Автор говорит, что, требуя от “человека гнозиса” всемерного самоуглубления, пробуждения спящих в нём сил, гностицизм предполагает постепенное расширение его Я до вселенских пределов, втягивание в него всего внешнего, однако же, в финале — исчезновение и первого, и второго. В этом отношении можно говорить о глубинной нерелигиозности гностицизма.
М.К. Трофимова указывает на три принципиально разные возможности изучать феномен гностицизма. Первая предполагает попытку понять, как гностики воспринимали мир и самих себя. Вторая — рассмотреть отношение к ним и их писаниям современников и критиков, как христианских, так и античных. Третья — оценить явление в его исторической перспективе, т.е. взглянуть на него глазами исследователя нашего времени. Сама М.К. Трофимова свои усилия связывает с первым направлением.
Весьма любопытна позиция Л.Н. Гумилёва, рассматривающего в свете своей теории пассионарности гностические учения как “антисистему”. “Существо позиции гностиков, — пишет этот автор, — составляет стремление заменить дискретные системы (биоценоз) на жёсткие, которые по логике развития превратят живое вещество в косное, косное при термической реакции разложится до молекул, молекулы распадутся до атомов, из атомов выделятся реальные частицы, которые, аннигилируясь, превратятся в виртуальные. Лимит такого развития — вакуум”.
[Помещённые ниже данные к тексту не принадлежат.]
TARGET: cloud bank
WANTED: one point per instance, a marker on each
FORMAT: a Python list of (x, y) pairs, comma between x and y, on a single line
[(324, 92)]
Другой неспециалист, П. Козловски, полагает, что гностицизм занимает “промежуточное положение между логицизмом метафизической диалектики Гегеля, с одной стороны, и формами пойетической, персоналистской философии, как они выступают в платонизме, патристической и возрожденческой теософии, философской теологии и персонализме”. Стараясь вписать феномен гностицизма в свою теорию философской эпопеи как некоего архетипа, автор утверждает: “Повествующая теория гностицизма — это философский, а не только мифологический эпос, потому что гностическая схема истории как творения, падения и спасения отменяет общепризнанную противоположность между фиктивным мифом, с одной стороны, и историческим сообщением, как и понятийной теорией, с другой. Философский эпос гностицизма включает в себя элементы всех трёх названных форм подхода к миру”. То, что гностический эпос носит философский, а не только мифологический характер, П. Козловски подтверждает тем, что все персонажи космогонии гностиков есть в одно и то же время как персоны, так и понятия. “Гностическая система, — резюмирует автор, — самая всеобъемлющая из эпопей, она есть всецелостный эпос, рассказ о тотальной связи Бога, мира, человека и их истории. Гностическая система не удовлетворяется какой-либо частичной историей, в её истории глобальная действительность предстаёт целиком”.
И. Мейендорф полагает, что претензия обладать неким привилегированным знанием обща гностикам и христианам вообще. Различия между христианами и гностиками в этом отношении сводится к тому, каким образом приобретается это знание: гностическое знание приобретается и передаётся на индивидуальном уровне, а христианское — принадлежит Церкви как целому. Существенными признаками гностицизма автор считает 1) дуалистическое мировоззрение — утверждение существования верховного трансцендентного Божества и низшего демиурга и 2) пренебрежительное отношение к Ветхому Завету или прямое отрицание его.
П.З. Козик, рассматривавший гностицизм с точки зрения социальных процессов в Римской империи II — III вв., утверждал, что “ведущими идеями гностиков была проповедь социального консерватизма, примирения с существующей социальной действительностью”, поскольку они не считали возможным совершенствовать мир и бороться с его злом. Что до идейного содержания рассматриваемого феномена, то, согласно этому автору, “гностицизм представлял собой сплав положений пифагорейства (учение об эманации всего сущего из природы бога) и восточной религиозной мудрости народов Двуречья и Древнего Египта”. Если попытку считать гностицизм пантеистическим учением ещё как-то можно оправдать, то утверждение о том, что эманатизм свойствен именно пифагорейству и ничему другому, принять невозможно. Что же касается “религиозной мудрости народов Двуречья и Древнего Египта” — это, на наш взгляд, откровенное признание автора в собственной поверхностности.